In this climate, Silvio Berlusconi, whose businesses had grown and prospered in the shadow of the political system that had gone into crisis, made his first move. Before the vote for the election of Rome’s mayor, he declared that he would vote for Gianfranco Fini if he could. This stance caused a stir, because Fini was then the leader of the Italian Social Movement, a formation that had been founded in 1946 to offer a “political home” to veterans of fascism, and which had never fully severed its ties with the extreme right and with tenets hostile to parliamentary democracy. With his statement, Berlusconi, who had no links with that world, and who in fact had been very close to the Socialist party, and its leader Bettino Craxi, broke one of the unwritten rules of the institutional etiquette of Italian democracy, which relegated the MSI to the role of the “excluded polar” (according to the felicitous expression coined by the political scientist Piero Ignazi). Despite Berlusconi’s support, Fini was defeated. But from that defeat a new political project took off: to give life to a new force (the use of the word “party” was deliberately avoided, because it was too closely linked to the “old” politics) that would offer a perspective to that substantial part of public opinion that did not recognise itself in the policies of the post-communist left.
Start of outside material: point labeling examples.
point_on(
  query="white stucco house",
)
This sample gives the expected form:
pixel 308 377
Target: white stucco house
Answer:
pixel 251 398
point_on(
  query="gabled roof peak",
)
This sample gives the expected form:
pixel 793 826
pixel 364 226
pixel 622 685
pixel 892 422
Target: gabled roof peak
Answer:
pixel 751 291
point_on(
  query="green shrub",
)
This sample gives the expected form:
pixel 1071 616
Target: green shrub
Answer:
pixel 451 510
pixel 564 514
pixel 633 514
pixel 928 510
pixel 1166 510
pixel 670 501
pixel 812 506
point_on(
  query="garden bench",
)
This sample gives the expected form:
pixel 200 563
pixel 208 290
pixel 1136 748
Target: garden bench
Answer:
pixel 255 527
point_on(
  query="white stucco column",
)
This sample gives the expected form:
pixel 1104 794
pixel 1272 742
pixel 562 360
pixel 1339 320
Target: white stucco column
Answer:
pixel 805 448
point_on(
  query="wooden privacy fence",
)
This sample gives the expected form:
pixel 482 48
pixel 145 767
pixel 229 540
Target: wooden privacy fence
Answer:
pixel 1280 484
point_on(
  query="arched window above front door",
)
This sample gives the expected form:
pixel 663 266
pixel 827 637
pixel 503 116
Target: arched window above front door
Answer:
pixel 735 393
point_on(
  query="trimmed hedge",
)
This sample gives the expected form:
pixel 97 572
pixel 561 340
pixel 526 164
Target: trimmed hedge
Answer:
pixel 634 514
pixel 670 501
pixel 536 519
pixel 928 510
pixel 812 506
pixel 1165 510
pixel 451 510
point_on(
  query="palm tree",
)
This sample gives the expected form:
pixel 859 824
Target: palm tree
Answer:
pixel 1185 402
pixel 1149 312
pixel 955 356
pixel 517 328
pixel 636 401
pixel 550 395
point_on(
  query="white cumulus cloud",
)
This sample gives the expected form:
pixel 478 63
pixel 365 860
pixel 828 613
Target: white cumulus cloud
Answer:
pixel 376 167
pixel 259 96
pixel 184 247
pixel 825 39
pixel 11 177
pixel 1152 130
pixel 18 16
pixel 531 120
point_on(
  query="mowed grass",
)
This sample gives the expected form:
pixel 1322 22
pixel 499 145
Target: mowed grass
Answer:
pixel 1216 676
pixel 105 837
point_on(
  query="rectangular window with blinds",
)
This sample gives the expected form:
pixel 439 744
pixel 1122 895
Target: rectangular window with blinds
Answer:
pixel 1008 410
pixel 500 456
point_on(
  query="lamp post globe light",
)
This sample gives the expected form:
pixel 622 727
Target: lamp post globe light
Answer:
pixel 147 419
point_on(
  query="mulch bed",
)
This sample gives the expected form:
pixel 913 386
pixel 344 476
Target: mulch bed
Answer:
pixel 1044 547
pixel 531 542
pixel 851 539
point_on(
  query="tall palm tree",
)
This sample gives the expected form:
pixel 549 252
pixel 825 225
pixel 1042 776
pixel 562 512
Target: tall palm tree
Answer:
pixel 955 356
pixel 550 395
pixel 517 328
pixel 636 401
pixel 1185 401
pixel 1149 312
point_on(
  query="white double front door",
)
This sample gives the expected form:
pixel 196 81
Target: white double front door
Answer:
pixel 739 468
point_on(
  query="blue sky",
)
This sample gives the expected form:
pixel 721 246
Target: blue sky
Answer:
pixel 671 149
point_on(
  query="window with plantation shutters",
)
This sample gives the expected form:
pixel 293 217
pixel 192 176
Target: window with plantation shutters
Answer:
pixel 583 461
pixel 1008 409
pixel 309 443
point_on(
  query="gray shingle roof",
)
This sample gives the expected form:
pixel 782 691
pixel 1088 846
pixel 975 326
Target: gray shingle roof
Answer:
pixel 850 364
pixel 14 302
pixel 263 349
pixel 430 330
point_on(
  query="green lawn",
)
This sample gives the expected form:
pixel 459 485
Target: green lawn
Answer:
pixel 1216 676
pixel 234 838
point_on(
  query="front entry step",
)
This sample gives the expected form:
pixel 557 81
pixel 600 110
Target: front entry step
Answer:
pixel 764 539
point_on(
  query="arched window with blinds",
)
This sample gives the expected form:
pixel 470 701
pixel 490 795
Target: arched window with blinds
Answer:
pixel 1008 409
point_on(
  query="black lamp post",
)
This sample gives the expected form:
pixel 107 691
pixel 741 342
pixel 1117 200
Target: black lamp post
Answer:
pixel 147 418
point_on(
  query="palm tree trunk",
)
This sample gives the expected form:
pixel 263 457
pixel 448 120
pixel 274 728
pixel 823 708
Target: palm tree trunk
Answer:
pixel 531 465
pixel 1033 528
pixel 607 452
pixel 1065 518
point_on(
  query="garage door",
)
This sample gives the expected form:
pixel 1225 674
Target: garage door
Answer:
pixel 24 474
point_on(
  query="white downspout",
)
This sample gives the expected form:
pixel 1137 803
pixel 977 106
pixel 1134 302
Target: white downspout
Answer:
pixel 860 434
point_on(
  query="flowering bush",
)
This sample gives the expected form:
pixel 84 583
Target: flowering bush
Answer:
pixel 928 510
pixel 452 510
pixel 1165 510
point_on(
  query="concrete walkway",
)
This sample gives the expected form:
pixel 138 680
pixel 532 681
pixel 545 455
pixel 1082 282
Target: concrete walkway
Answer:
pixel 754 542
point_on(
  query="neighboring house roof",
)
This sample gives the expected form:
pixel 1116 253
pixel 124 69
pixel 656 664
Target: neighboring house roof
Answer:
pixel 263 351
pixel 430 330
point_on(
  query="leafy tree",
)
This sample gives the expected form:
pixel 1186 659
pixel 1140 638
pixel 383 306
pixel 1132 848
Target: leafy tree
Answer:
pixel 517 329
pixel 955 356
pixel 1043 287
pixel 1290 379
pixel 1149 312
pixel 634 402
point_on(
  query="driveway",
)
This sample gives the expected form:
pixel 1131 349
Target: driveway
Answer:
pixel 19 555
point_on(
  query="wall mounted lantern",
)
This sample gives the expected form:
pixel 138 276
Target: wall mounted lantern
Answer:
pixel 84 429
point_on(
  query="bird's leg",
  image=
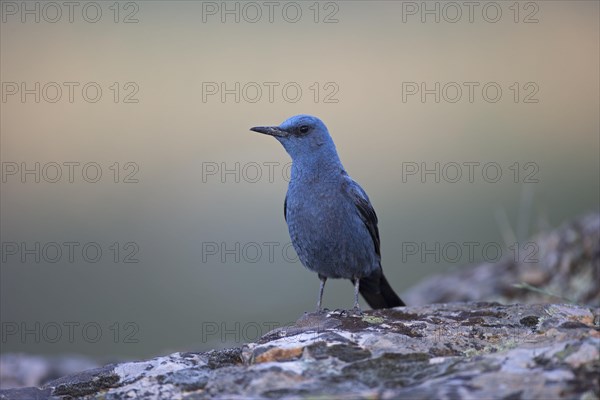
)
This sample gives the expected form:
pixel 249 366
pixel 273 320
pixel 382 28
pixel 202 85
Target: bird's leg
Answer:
pixel 356 308
pixel 321 288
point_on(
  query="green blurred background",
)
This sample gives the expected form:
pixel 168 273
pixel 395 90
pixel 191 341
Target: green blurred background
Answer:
pixel 179 296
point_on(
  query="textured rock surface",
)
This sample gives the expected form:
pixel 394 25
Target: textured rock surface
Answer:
pixel 443 351
pixel 564 262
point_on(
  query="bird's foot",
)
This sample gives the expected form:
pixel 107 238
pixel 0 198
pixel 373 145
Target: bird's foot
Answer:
pixel 356 311
pixel 340 312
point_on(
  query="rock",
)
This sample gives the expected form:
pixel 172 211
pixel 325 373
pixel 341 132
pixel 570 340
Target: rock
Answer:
pixel 441 351
pixel 22 370
pixel 557 266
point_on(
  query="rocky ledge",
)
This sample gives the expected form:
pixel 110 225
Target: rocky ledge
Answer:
pixel 441 351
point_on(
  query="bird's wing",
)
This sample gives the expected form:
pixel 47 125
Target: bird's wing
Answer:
pixel 365 209
pixel 285 208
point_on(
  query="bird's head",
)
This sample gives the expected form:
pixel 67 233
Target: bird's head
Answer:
pixel 302 136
Berlusconi committed himself to this project, bringing into play the means at his disposal: not only his financial resources, but also his influence as the owner of three national television channels and a daily newspaper, and his extraordinary gifts as a communicator and motivator, honed in the years of his apprenticeship as a businessman. Against the expectations of most observers of Italian politics, who did not believe in the idea of a businessman entering politics, and also of his closest associates, who advised caution, the initiative succeeded. A resounding election victory in 1994 brought Berlusconi for the first time to the Palazzo Chigi, at the head of a coalition that brought together the post-fascist right, the Northern League, and his personal political vehicle, Forza Italia, of which he has remained the owner ever since.

The personal party was but one of the innovations Berlusconi introduced into Italian politics. During the three decades he was among its protagonists, he contributed to uprooting much of the shared assumptions that had held the country together during the second half of the 20th century. This period was an extraordinary season of moral and material progress that transformed Italy from a backward country devastated by the aftermath of the Second World War into one of the world’s leading economic powers. By contrast, the legacy Berlusconi leaves behind at his death is that of a country marginalised in Europe, economically severely depleted, socially divided, in which the fractures are aggravated by a politics that, instead of healing them, exploits them to stay afloat, calling into question national unity itself.

It would be unfair to say that Berlusconi is the only one to blame for Italy’s current situation. But if he is not the only one, he is undoubtedly the main culprit of an institutional and cultural rift that has now turned into moral confusion, fear of the future, distrust of democracy. It is no consolation to think that, in many ways, Berlusconi was the forerunner of a new way of conceiving politics that has found in other leaders of the right, from Donald Trump to Boris Johnson, archetypes who in many ways have surpassed the master in their capacity to do harm. The sorcerer’s apprentice has conjured up demons that no one seems able to control.